Los dos detestábamos el vallenato, pero “como al que no le gusta el caldo se le dan dos tasas”, como ya lo dije en letras anteriores, Fredy y yo en primera instancia fuimos trasladados para ¡la capital mundial del vallenato! y fue allá en la tierra del cacique Upar, en la ciudad de los Santos Reyes en donde aprendimos a amar las tonadas de la leyenda de Francisco El hombre y tuvo más relevancia y entendimos el Vallenato gigante de la obra de Gabriel García Márquez, y también aprendimos a cantar la dedicatoria de Gabo en “El amor en los tiempos del Cólera”, La diosa Coronada del viejo Leandro… “Y en adelante todos los lugares ya tiene su diosa coronada”. Si, fue allá en donde aprendí a querer las tonadas de la caja, la guachara y el acordeón y fue allá en donde Fredy se enamoró y conoció por primera vez el amor de una mujer
El cabo Calderón se convirtió en un miembro más de mi familia ya que no solo fue mi amigo, sino también mi hermano. Él tuvo una gran cercanía con los míos ya que cuando él estaba de permiso o vacaciones visitaba a mis papás y a mis hermanos y les llevaba noticias mías, él se convirtió en un vínculo entre mi familia y yo.
Y así después de tantos ires y venires, y de tantas vueltas y revueltas (esta última frase es de alguna poesía que alguna vez leí) después de conocer el Cesar, la Guajira y medio departamento del Magdalena, pasaron casi tres años, Fredy salió trasladado para algún batallón en el departamento de Risaralda, yo salí trasladado para un batallón de Alta Montaña en la cordillera occidental, y el soldado Romero ya pesaba 50 kilos.

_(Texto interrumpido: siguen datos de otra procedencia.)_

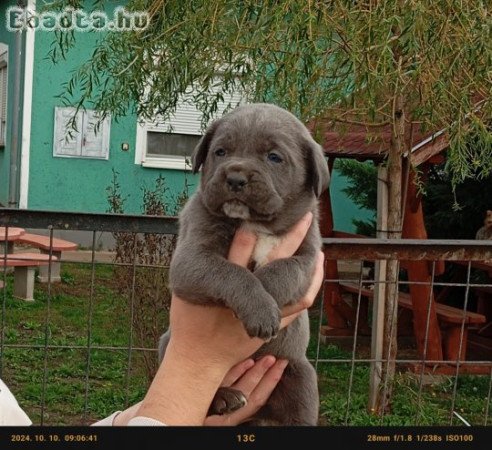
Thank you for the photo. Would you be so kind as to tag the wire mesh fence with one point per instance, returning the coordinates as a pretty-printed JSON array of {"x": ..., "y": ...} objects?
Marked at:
[{"x": 85, "y": 344}]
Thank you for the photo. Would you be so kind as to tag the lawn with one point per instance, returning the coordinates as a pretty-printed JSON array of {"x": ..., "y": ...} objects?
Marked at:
[{"x": 46, "y": 362}]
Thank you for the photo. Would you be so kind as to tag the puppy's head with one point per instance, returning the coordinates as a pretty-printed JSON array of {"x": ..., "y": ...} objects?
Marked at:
[{"x": 257, "y": 161}]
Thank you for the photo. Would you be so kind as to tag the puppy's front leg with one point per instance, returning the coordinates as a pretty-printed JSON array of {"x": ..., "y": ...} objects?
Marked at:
[
  {"x": 209, "y": 277},
  {"x": 288, "y": 279}
]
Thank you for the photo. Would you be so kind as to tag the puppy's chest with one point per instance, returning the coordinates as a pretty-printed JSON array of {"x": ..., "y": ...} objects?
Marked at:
[{"x": 264, "y": 244}]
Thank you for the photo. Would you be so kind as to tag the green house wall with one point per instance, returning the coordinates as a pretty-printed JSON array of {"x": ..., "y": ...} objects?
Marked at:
[
  {"x": 78, "y": 184},
  {"x": 7, "y": 38}
]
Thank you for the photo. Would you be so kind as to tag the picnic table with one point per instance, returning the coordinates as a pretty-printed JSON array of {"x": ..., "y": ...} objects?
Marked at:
[{"x": 24, "y": 263}]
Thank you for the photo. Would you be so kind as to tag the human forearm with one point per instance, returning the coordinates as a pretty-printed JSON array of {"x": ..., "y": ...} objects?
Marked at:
[{"x": 182, "y": 389}]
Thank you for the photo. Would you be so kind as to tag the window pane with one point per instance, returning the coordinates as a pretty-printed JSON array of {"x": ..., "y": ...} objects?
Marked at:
[{"x": 170, "y": 144}]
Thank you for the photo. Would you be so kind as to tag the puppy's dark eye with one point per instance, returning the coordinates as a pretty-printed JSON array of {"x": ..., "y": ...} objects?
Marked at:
[{"x": 274, "y": 157}]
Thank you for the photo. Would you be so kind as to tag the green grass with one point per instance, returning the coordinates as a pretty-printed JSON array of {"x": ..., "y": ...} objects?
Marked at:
[
  {"x": 68, "y": 395},
  {"x": 75, "y": 389}
]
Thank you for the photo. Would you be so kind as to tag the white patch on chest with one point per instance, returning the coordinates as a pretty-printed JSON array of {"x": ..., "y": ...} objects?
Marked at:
[
  {"x": 236, "y": 210},
  {"x": 265, "y": 243}
]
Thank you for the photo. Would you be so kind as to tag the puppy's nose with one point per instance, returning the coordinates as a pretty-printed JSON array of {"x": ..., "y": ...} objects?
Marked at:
[{"x": 236, "y": 181}]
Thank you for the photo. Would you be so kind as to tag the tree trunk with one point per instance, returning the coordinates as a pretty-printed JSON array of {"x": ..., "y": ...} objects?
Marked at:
[{"x": 390, "y": 346}]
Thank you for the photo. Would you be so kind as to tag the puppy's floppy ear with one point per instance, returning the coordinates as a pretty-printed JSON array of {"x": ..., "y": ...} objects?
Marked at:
[
  {"x": 317, "y": 167},
  {"x": 201, "y": 150}
]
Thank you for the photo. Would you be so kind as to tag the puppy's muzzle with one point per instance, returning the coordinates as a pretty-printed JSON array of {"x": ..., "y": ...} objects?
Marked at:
[{"x": 236, "y": 181}]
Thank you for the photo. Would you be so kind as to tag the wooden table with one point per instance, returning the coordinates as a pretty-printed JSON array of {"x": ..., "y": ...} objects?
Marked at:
[{"x": 9, "y": 235}]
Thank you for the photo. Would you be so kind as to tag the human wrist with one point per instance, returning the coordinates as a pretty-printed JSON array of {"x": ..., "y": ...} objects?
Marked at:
[{"x": 182, "y": 389}]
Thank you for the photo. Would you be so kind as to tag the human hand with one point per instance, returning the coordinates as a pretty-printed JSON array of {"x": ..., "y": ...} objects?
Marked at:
[{"x": 256, "y": 380}]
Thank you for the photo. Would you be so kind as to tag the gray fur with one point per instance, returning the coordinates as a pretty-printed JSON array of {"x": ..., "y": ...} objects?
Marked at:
[{"x": 245, "y": 187}]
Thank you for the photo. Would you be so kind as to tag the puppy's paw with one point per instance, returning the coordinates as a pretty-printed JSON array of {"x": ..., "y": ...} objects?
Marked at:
[
  {"x": 227, "y": 400},
  {"x": 262, "y": 321}
]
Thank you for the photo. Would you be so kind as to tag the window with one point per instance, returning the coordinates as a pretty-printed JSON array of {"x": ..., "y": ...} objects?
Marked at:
[
  {"x": 88, "y": 139},
  {"x": 169, "y": 144},
  {"x": 3, "y": 92}
]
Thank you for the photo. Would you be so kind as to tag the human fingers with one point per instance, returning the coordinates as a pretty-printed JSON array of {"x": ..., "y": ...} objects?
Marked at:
[
  {"x": 290, "y": 312},
  {"x": 242, "y": 247},
  {"x": 237, "y": 371},
  {"x": 260, "y": 388},
  {"x": 252, "y": 377},
  {"x": 292, "y": 240}
]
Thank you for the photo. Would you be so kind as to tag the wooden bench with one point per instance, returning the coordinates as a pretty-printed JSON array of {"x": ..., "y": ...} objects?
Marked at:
[
  {"x": 24, "y": 265},
  {"x": 44, "y": 245},
  {"x": 450, "y": 318}
]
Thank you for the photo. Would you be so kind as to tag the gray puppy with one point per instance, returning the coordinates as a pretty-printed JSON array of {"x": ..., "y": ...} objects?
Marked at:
[{"x": 260, "y": 169}]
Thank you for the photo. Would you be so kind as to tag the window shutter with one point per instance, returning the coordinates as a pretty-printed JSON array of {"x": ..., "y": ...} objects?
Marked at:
[
  {"x": 67, "y": 142},
  {"x": 95, "y": 141},
  {"x": 3, "y": 103}
]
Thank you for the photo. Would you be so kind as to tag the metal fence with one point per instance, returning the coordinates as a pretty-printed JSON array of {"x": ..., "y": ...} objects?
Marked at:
[{"x": 86, "y": 345}]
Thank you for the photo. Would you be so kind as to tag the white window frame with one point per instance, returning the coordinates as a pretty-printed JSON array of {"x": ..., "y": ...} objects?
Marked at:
[
  {"x": 4, "y": 58},
  {"x": 75, "y": 143},
  {"x": 186, "y": 120}
]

Fue en una triste mañana, lúgubre y gris mientras hacia un descanso con la tropa en la búsqueda de los diputados del Valle secuestrados por las FARC que me comuniqué con mi mamá, que con un llanto desbordado me dijo: ”Mijo, mataron a Fredy Calderón”, el llanto y el desconsuelo también me invadieron; una ráfaga de cinco tiros de fusil le arrebataron la vida a un buen hermano, a un buen amigo y buen hijo, ya nunca más lo vería, ni me acompañarían sus consejos, y entonces solo recordaría el viejo y buen vallenato “Jaime Molina” del gran maestro Rafael Escalona, “Y ahora me duele que él se haya ido yo quede sin Jaime y el sin Rafael”. Solo algunos años después, y aun sin poderlo asimilar, fui capaz de llevarle flores a su tumba, y orar por ese hermano asesinado. Insisto, el señor sabe cómo hace sus cosas, por la muerte de Fredy a la familia le dieron una indemnización y en una noche el papá de Fredy soñó que él le dictaba unos números (así parezca leyenda, lo que cuento es verdad, pues fue el testimonio de la misma familia) el papá de Fredy se levantó y los anotó en un papel, al día siguiente compró una fracción de lotería con esos números y se ganó un seco de algunos millones, con lo que Fredy pudo cumplir su promesa de darle una casa a sus viejitos.